Wednesday, 20 March 2013

Task 3 Context of Practice


Comparing and contrasting the two, using quotations as evidence to justify your ideas and arguments. Think how the arguments of the two pieces differ, and which you feel is most convincing.

In the extract written by Raymond Williams, he argues why Television was created and the effects it is having on today's society. Before televisions were widely owned, cinema was more of a one off experience which gave it more enjoyment, however Williams argues that ‘it is clear that television did not supersede cinema because it improved picture quality, but rather because it chimed with the broader economic and cultural move towards a more domesticated and privatized everyday life.’ Today cinema is still popular as a recreational hobby, as it is more of a social activity compared to watching television in the privacy of our own homes whenever and wherever we feel like, especially with the opportunity to record programs and the ability to buy films on DVD and Blueray after the cinema release.
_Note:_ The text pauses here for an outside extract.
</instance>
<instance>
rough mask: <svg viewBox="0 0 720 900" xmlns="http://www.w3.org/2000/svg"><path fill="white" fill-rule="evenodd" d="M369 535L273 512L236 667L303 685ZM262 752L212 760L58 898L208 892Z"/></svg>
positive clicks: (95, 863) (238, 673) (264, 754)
Within film, ‘Programmers, he argues, looked for particularly ‘colourful’ subjects and ideas to exploit this technical development.’ Which can be seen in early colour films, such as Wizard of Oz where the sets and costumes were purposely made as bright and vivid to show off this new medium. He argues that television helped develop many mediums, such as photography, film and animation, as a power for ‘a medium of news and entertainment’ and ‘social communication.’

Less obviously he recalls how television helped adapt and develop electricity. ‘The advantages of electric power were closely related to new industrial needs: for mobility and transfer in the location of power sources, and for flexible and rapid controllable conversion.’ This had a massive effect on the rail system, as electric rail services could be used, saving coal and other resources when using the steam engine. This also reduces labour time, costs and man power, at the same time as increasing the speed in which they can run.

He then goes on to discuss the effect of television, and how that even if it had not have been invented, ‘we would still be manipulated or mindlessly entertained, but in some other way and perhaps less powerfully,’ as boredom and the intellectual need to develop will always win over. Which then leads to how ‘we often discuss, with animation, this or that ‘effect’ of television, or the kinds of social behaviours, the cultural and psychological conditions, which television has ‘led to.’ Television is not always the root cause for these problems however, and can be suggested that it is just an aid for socially unacceptable behaviour to arise and be deemed acceptable.

McLuhan’s essay differs as it is written about ways we think about contemporary mediums, such as ‘‘the medium is in the message’, the global village, the extension and environmental nature of technologies,’ which are all theories which he has created and developed, looking into the psychological nature that technology as a whole has on us, rather than an in-depth discussion on just the medium of television.

Rather than discussing the effects that television has had in developing other mediums, he looks deeper into how technology has integrated itself into our everyday lives, becoming part of us rather than it’s own entity. He understands technology to be an ‘extension of man’, which have effected all of our senses, ‘the eye, the ear, the skin, the hand and the foot. Even the spoken word.’ Allowing communication and development of mankind, whether it be for the good intellectually or entertainment wise, or for the bad by showing inappropriate behaviour as social norms.

Even now, we are adapting more and more to the technology around us, and ‘Today, after more than a century of electric technology, we have extended our central nervous system itself in a global embrace, abolishing both space and time as far as our planet is concerned.’

These ideas differ considerably with Williams, as he doesn’t reflect on any of the negativity that technology can bring, but feels that it can offer us as humans a different way of living for the better, and sees technology in a positive light. Not only as it has helped aid the development of other mediums, but has developed us as humans, and our understanding of the world around us in which we live.